Running Python in excel, how can a dataframe be used as the data for an excel table, to then make pivot charts with the data.
For example, in excel, cell A1 contains a pd.DataFrame: pd.DataFrame(np.random.randint(0,3,size=(3,3)),columns = list('ABC'),index = [1,2,3])
. This dataframe is 4x4 (including the index which is output in an excel column), how can this be loaded into a excel table with 4 columns, 1 header row, and 3 rows? Ability to have a variable number of rows and headers would be nice also.
This can easily be viewed as a range in excel by changing the cell output to 'Excel Value' from 'Python Object', but making that range a table fails due to spill errors and so can't go into a pivot chart.
This could avoided easily by plotting using python, but that looses the excel chart familiarity and portability to other MS programs which is needed (unless anyone knows of a way to create excel pivot charts that keep MS program functionality in python?)
Ideally need a solution without VBA.
The issue here only partially has to do with "Python in Excel", namely as far as the shape is concerned (1). Otherwise, the difficulty lies with connecting the PivotTable to a dynamic range (2), setting up the refresh (3), and adding a timestamp for that refresh (4).
1. Shape dataframe
With your current use of pd.DataFrame
, you'll end up with a blank top-left cell. E.g., with PY()
in cell A1
:
A | B | C | |
---|---|---|---|
1 | 2 | 0 | 0 |
2 | 0 | 2 | 2 |
3 | 1 | 2 | 2 |
Left like this, the connected PivotTable will protest: "The PivotTable field name is not valid...". To avoid this (the easy way), you want to fill up A1
with a "header" as well. Either leave out the index altogether (it will not show), or use a trick and add a name for the columns (not the index):
E.g. for PY()
in cell A1
with "Excel Value" selected, we can use something like below to have the data spill into the sheet:
from string import ascii_uppercase
rows = np.random.randint(1,11)
cols = 4
df = pd.DataFrame(np.random.randint(0,3,size=(rows,cols)),
columns=pd.Index(list(ascii_uppercase[:cols]), name='index'),
index=range(1, rows+1))
df
N.B.1 Make sure that the length of your data is at least one row (hence randint(1, ...)
above). With 0 rows, you will likely trigger an error with the PivotTable: "One or more field names used in the report are no longer valid", plus the selected "Fields" will reset.
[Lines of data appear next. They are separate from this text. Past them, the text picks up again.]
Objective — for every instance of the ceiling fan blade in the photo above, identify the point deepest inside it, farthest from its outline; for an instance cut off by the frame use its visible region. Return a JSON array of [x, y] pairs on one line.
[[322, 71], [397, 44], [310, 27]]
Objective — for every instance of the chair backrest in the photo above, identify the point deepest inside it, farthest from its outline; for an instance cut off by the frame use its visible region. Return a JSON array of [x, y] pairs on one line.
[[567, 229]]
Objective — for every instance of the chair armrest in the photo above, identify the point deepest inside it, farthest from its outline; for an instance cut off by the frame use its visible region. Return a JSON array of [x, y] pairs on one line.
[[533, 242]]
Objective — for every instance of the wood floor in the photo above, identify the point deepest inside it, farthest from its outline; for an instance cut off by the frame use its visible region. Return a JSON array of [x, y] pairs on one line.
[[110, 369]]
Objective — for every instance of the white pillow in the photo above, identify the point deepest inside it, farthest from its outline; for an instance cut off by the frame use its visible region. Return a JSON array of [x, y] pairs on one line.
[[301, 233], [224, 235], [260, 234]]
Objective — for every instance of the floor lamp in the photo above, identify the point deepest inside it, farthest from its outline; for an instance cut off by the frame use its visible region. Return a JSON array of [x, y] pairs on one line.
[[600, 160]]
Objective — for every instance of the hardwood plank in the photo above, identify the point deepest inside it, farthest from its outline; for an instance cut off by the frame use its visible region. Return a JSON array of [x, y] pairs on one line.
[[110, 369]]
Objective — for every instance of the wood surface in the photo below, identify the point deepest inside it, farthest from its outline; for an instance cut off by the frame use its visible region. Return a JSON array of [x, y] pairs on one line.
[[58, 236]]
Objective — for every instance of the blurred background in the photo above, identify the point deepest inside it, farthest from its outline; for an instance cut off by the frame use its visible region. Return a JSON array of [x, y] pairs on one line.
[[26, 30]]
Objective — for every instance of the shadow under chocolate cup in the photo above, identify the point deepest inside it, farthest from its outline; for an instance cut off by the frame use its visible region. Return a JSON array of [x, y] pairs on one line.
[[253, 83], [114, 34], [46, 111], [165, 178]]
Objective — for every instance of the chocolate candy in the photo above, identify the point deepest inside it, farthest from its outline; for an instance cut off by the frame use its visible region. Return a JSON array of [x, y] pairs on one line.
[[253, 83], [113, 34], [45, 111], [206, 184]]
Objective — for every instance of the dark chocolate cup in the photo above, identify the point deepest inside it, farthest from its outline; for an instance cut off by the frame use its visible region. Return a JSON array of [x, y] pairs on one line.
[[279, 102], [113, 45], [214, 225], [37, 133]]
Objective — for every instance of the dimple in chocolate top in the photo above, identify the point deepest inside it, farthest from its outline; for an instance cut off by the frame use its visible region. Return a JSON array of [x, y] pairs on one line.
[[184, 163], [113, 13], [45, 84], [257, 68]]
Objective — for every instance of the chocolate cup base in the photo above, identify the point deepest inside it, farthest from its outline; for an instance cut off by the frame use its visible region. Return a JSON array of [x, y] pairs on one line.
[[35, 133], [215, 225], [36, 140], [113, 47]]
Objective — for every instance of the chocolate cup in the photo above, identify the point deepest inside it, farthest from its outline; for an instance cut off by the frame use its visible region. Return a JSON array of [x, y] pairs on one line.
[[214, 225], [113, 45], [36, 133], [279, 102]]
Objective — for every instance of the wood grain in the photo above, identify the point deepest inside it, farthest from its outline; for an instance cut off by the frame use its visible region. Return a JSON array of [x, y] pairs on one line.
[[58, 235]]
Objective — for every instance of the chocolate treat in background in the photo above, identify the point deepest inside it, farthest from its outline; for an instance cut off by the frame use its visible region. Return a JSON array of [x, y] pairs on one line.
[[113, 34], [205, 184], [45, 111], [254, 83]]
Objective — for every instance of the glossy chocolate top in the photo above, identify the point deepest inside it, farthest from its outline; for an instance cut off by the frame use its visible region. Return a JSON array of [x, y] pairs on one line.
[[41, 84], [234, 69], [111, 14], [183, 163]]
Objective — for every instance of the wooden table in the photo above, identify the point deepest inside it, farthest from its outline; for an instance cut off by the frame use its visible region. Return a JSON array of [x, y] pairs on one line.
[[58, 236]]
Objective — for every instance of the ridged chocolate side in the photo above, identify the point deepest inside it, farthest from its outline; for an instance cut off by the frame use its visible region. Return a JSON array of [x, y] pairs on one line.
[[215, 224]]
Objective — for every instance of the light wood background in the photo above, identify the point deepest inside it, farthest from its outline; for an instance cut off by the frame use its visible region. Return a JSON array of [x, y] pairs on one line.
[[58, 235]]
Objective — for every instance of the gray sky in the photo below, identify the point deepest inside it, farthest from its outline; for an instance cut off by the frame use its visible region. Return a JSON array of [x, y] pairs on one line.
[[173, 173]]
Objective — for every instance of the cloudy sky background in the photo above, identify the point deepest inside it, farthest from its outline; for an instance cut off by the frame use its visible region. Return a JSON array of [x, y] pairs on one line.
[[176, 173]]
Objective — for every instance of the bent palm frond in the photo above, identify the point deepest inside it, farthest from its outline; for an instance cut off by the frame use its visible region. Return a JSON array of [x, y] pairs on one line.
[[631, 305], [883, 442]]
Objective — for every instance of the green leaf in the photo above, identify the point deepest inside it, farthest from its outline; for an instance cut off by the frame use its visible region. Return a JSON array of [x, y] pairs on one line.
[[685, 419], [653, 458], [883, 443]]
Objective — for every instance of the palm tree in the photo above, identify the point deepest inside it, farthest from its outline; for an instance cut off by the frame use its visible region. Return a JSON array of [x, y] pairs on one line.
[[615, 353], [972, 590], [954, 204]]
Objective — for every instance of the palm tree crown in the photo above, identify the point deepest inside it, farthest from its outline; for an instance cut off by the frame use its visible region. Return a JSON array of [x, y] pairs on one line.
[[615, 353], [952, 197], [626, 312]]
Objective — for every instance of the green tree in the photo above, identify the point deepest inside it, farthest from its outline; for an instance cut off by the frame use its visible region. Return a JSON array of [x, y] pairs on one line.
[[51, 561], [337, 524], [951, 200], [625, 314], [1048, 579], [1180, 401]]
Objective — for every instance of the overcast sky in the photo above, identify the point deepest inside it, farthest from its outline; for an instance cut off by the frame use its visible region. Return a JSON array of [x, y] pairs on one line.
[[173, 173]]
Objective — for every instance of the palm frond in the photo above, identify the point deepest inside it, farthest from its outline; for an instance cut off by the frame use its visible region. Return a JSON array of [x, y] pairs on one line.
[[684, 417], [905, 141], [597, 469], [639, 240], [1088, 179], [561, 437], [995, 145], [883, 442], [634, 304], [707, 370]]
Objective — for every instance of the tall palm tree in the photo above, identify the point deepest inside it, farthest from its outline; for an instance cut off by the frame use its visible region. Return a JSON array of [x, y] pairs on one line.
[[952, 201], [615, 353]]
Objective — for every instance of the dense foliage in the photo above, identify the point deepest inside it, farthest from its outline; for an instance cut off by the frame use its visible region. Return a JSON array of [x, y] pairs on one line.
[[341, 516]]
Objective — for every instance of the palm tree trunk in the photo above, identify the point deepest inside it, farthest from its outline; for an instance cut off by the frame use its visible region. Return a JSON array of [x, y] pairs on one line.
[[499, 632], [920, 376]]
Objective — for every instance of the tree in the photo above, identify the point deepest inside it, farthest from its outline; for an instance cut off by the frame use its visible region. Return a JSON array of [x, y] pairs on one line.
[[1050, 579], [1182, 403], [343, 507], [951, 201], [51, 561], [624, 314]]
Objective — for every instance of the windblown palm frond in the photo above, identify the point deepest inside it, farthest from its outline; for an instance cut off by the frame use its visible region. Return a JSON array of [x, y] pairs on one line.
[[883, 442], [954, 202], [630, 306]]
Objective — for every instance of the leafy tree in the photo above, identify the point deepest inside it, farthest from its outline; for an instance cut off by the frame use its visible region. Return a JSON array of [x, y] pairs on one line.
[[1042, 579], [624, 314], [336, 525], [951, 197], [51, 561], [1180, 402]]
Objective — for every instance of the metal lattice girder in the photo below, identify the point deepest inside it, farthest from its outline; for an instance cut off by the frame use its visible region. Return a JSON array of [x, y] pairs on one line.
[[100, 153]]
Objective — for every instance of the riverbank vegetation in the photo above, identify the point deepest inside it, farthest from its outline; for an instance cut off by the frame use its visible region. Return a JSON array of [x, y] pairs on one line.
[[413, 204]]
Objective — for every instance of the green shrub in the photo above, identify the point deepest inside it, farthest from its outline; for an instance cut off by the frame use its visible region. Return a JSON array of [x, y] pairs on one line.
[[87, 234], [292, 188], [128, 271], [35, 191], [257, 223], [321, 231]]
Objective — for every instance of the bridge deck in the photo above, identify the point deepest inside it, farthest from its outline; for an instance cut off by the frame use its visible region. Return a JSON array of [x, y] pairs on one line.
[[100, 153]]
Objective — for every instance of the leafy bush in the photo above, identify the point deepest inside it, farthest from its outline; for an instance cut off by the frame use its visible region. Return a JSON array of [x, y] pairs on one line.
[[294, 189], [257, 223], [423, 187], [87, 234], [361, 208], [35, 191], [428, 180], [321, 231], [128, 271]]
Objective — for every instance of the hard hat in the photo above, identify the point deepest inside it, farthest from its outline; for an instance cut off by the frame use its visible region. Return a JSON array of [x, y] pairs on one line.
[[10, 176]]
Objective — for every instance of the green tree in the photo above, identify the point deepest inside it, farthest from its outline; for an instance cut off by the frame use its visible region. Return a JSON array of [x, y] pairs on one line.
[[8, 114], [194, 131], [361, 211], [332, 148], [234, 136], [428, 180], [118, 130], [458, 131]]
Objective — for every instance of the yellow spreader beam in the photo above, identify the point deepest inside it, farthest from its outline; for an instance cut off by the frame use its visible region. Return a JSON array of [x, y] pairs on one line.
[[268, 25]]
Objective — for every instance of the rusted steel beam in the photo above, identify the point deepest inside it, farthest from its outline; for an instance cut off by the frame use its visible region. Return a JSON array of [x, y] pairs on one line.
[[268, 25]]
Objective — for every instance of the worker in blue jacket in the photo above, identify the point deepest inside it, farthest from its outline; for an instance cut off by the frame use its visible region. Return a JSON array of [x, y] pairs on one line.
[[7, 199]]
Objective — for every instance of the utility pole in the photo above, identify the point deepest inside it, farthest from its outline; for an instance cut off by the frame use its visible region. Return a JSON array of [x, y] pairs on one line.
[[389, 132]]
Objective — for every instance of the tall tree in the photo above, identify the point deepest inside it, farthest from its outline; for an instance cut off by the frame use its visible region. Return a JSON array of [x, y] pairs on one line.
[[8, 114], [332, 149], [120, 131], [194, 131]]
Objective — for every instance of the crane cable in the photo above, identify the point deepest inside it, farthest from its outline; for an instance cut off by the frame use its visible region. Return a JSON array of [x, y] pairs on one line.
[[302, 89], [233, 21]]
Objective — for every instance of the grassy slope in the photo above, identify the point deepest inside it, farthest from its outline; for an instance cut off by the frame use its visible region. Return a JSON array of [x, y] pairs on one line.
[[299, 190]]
N.B.2 You can add more columns, and if you relabel columns with "Fields" used by the PivotTable (e.g., from "B"
for column C to "B"
for column E), this will keep the PivotTable functionality as is. However, if you drop a label, the PivotTable will also drop that "Field" and you will have to reconfigure the "Fields" (go to "PivotTable Analyze" -> "Field List").
2. Source PivotTable
To use the spilled range as input for a PivotTable, it is best to create a "Name". Go to "Formulas -> Name Manager", add a "Name" and for "Refers to" use a reference to the cell with =PY()
and add a #
for the spill. Here, I've used df_data
with =Sheet1!$A$1#
.
Now, go to "Insert -> PivotTable". At "Table/Range" fill in the "Name" df_data
(without =
at the beginning). For auto-refresh at certain intervals / opening the file, make sure also to tick the box for "Add this data to the Data Model":
Configure the PivotTable, and go to "PivotTable Analyze" to add your PivotChart. N.B. You have to select a cell inside your PivotTable to see "PivotTable Analyze" in the ribbon.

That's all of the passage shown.